The "SaaSpocalypse" Is a Correction, Not a Collapse
When I see the headlines about a SaaS apocalypse, I see something I have seen before. It is a correction driven by the market finally understanding that software engineering is eating systems engineering.
The stock market rewards future expectations today. And the future expectations it priced into these SaaS companies assumed their AI products would deliver real agentic capabilities through the same systems engineering model they have always used. The market is starting to realize those expectations are not panning out. The platform-native AI products have a ceiling. The consulting firms built to implement them are pivoting to AI companies. And the best systems engineers are converting to software engineers, taking their domain knowledge with them and leaving the legacy ecosystem behind.
Just like at Robinhood, the industry has figured out the difference. No amount of analyst day presentations or Jim Cramer segments is going to fix that.
The SaaS apocalypse is not real. Oracle, SAP, Workday, and ServiceNow are not going away. They remain the systems of record for the world's largest enterprises.

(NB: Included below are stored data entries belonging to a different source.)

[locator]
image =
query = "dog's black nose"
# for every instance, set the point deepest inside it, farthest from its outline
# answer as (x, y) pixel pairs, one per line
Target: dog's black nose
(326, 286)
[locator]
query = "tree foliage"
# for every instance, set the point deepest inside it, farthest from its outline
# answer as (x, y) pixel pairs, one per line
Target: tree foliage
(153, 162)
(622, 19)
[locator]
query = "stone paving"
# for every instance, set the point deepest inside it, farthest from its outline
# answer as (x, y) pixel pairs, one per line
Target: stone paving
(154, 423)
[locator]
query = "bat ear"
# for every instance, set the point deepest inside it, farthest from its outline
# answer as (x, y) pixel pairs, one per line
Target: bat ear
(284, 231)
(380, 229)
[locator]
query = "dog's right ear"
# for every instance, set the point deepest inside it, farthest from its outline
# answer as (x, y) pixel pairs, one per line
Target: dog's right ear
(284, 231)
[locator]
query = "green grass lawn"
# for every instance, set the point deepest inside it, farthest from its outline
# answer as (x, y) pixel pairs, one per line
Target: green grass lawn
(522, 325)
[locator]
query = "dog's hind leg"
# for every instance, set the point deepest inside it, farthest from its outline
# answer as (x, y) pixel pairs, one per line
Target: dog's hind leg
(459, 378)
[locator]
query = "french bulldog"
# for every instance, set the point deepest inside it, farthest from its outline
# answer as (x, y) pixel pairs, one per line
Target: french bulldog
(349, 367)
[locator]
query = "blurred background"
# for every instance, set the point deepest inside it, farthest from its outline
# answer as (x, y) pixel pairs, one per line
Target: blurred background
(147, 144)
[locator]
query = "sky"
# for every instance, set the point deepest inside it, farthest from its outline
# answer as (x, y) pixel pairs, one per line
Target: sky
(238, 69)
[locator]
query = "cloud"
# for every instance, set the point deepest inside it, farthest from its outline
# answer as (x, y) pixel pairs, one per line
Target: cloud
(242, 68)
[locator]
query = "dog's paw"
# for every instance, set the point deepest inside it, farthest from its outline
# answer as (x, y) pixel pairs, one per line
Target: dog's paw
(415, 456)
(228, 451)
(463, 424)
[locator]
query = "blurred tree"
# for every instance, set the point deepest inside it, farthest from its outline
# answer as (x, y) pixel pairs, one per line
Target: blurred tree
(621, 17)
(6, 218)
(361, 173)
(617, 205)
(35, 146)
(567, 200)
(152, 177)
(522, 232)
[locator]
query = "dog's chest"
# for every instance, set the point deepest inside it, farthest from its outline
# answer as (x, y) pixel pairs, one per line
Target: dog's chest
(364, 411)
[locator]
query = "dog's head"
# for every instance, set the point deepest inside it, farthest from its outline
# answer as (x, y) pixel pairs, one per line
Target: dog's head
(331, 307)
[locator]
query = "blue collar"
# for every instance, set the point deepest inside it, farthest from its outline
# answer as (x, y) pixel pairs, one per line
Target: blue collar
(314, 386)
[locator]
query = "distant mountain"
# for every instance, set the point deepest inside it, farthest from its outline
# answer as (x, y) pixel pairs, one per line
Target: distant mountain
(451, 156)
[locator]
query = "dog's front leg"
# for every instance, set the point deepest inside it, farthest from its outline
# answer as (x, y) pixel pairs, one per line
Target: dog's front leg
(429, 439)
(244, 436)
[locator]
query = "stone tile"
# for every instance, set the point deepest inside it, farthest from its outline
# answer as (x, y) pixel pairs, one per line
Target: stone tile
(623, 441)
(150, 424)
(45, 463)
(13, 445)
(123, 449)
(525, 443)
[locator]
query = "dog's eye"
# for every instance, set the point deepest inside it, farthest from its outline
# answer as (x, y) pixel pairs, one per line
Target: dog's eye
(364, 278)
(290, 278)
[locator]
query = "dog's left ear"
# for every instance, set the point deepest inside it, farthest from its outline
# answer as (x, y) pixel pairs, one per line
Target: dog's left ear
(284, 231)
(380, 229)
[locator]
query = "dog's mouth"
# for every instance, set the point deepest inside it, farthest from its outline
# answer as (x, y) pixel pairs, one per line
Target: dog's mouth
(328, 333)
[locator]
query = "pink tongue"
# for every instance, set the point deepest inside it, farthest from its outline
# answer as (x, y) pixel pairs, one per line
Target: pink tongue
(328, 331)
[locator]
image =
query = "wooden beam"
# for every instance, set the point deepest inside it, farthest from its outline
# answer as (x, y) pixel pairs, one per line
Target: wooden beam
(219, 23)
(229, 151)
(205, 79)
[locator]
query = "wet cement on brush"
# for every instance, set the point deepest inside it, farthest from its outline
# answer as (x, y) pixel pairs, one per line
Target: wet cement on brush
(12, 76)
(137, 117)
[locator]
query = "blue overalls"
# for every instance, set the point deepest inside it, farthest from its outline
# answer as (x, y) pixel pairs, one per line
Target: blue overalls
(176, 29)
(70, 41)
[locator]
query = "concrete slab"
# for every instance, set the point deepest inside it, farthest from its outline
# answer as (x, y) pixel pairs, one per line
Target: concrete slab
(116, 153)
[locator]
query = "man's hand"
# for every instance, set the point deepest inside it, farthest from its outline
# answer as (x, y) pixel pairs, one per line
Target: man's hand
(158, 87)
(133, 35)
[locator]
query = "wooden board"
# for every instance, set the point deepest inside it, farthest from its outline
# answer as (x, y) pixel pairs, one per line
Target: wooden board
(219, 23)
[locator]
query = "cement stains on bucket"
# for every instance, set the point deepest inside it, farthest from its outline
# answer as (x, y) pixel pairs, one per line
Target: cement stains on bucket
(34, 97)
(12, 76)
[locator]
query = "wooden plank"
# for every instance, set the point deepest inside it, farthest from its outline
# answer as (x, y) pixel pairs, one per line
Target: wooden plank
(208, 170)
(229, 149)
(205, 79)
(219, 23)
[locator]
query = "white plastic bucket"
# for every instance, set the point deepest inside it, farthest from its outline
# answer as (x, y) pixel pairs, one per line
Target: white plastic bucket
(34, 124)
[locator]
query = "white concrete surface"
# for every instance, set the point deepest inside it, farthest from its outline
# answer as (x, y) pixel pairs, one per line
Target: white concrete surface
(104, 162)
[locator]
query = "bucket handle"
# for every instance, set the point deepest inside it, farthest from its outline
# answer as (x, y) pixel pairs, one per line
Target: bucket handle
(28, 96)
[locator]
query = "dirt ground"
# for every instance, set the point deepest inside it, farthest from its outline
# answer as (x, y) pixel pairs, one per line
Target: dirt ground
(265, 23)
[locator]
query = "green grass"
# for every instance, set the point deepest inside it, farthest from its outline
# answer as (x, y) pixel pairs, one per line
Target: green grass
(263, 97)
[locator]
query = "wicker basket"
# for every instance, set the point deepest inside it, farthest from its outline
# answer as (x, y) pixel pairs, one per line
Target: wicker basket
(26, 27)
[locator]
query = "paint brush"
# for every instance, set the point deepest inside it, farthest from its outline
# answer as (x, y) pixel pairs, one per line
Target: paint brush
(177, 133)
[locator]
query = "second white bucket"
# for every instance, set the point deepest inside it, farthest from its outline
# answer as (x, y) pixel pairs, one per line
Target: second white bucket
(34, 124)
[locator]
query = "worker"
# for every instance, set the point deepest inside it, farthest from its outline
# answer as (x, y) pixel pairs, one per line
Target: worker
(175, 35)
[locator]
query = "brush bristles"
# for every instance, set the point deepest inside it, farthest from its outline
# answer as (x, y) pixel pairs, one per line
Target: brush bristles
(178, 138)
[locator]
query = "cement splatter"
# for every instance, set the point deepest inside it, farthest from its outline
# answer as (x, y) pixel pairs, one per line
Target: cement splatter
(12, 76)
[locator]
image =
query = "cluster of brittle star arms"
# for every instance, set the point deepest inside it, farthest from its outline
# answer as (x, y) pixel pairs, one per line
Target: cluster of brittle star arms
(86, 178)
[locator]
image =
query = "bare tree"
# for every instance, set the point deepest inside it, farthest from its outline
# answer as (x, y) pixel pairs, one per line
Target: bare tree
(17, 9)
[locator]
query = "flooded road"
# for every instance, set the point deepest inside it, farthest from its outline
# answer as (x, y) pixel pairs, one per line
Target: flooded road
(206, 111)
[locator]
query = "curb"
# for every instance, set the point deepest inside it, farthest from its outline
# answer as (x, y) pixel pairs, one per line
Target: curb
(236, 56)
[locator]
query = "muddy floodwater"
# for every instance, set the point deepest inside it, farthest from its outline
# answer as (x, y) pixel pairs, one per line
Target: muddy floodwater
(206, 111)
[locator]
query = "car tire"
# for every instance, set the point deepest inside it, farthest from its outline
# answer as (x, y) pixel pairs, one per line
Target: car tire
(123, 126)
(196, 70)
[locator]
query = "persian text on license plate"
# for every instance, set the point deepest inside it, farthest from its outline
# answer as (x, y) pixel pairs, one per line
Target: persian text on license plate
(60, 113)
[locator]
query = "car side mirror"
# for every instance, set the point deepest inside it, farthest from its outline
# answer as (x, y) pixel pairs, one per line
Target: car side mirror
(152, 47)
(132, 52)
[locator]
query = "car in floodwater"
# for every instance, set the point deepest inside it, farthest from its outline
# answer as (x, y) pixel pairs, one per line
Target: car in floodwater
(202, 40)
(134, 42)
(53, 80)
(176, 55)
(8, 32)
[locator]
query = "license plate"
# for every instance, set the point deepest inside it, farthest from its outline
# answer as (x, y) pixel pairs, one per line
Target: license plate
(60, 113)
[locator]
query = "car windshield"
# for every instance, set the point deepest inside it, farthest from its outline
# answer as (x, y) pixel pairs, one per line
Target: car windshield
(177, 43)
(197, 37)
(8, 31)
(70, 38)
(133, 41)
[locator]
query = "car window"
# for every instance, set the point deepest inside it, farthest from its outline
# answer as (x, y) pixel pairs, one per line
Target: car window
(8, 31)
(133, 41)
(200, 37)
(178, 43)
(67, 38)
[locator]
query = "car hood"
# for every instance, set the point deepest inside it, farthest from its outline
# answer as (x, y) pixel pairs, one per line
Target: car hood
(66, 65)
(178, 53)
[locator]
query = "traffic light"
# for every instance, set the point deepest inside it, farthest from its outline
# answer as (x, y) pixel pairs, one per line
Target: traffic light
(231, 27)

But what is real is a long-overdue stock adjustment, decades in the making, to the monopoly that is enterprise software. Four factors are driving it:
1. The unified platform strategy does not work for company-wide agentic AI. SaaS vendors built their businesses on the promise that one platform could do everything. AI breaks that model. Agentic workflows cross system boundaries by definition. An AP automation agent needs to read from Oracle, validate against a bank portal, update a spreadsheet, and notify a human in Slack. No single SaaS platform can do that. Software engineers build across boundaries. Systems engineers work within them.
2. SaaS systems have been demoted from tools to databases. These platforms were once valued for their process automation and analytics. AI has reduced them to systems of record. The intelligence layer is moving outside the platform. Whether it is Cohere embedding inside Oracle, Palantir pulling data into Foundry, or Claude Cowork bypassing the platform entirely, the value is shifting to whoever owns the AI workflow, not whoever stores the data. The systems engineering layer that sat on top of these platforms is being replaced by a software engineering layer.
3. Decades of stagnation are catching up. These systems have not fundamentally changed in 20 years. The screens look the same. The workflows work the same. The integration patterns are the same. Meanwhile, with the exponential increase in software development velocity driven by AI itself, better products are being released every month to pair with, and increasingly replace, what these platforms do. Every new AI coding tool makes it easier for a systems engineer to cross over and build something better than what the vendor provides.
4. The systems engineering ecosystem is converting. SaaS vendors cannot leverage forward-deployed engineering models because they outsource implementation work to partners who are themselves converting. The big consulting firms, Accenture, BCG, Cognizant, are signing partnerships not with SaaS vendors for implementation projects, but with AI companies that have embedded software engineers. Accenture's 30,000-person Anthropic Business Group is the most visible example. They are not training those people to configure SAP. They are training them to build AI agents. The systems engineering workforce is converting to software engineering. And they are taking their clients with them.